The paper argues that citation granularity (sentence vs paragraph vs document) is a key design lever for attributed generation, but that simply choosing finer citations for human verifiability is not necessarily optimal for model performance.
Across four model scales (8B–120B), enforcing fine-grained (sentence-level) citations significantly reduces attribution quality—by 16% to 276% compared with the best-performing granularity setting.
The study finds a consistent optimum at intermediate granularity, with paragraph-level citations producing the highest attribution quality, while overly coarse citations add distracting noise.
The performance penalty for fine-grained constraints varies non-monotonically with model scale, with larger models being disproportionately harmed—suggesting sentence-level “atomic” citation units interfere with the multi-sentence semantic synthesis these models rely on.

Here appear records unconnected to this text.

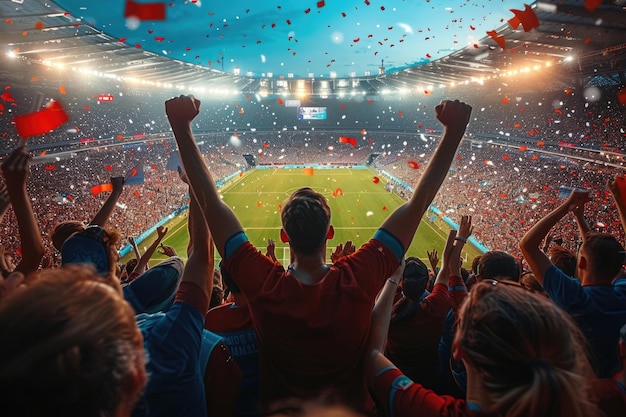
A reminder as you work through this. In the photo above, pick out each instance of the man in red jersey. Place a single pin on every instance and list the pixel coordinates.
(312, 320)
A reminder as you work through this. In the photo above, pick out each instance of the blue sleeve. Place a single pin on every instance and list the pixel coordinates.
(563, 289)
(392, 242)
(233, 243)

It concludes that improving attribution requires aligning citation granularity with the model’s natural semantic scope, and that citation-optimal granularity can substantially improve attribution while preserving or even improving answer correctness.

Abstract

Citation granularity - whether to cite individual sentences, paragraphs, or documents - is a critical design choice in attributed generation. While fine-grained citations are often preferred for precise human verification, their impact on model performance remains under-explored. We analyze four model scales (8B-120B) and demonstrate that enforcing fine-grained citations degrades attribution quality by 16-276% compared to the best-performing granularity. We observe a consistent performance pattern where attribution quality peaks at intermediate granularities (paragraph-level). Our analysis suggests that fine-grained (sentence-level) citations disrupt necessary semantic dependencies for attributing evidence to answer claims, while excessively coarse citations (multi-paragraph) introduce distracting noise. Importantly, the magnitude of this performance gap varies non-monotonically with model scale: fine-grained constraints disproportionately penalize larger models, suggesting that atomic citation units disrupt the multi-sentence information synthesis at which these models excel. Strikingly, citation-optimal granularity leads to substantial gains in attribution quality while preserving or even improving answer correctness. Overall, our findings demonstrate that optimizing solely for human verification via fine-grained citation disregards model constraints, compromising both attribution faithfulness and generation reliability. Instead, effective attribution requires aligning citation granularity with the model's natural semantic scope.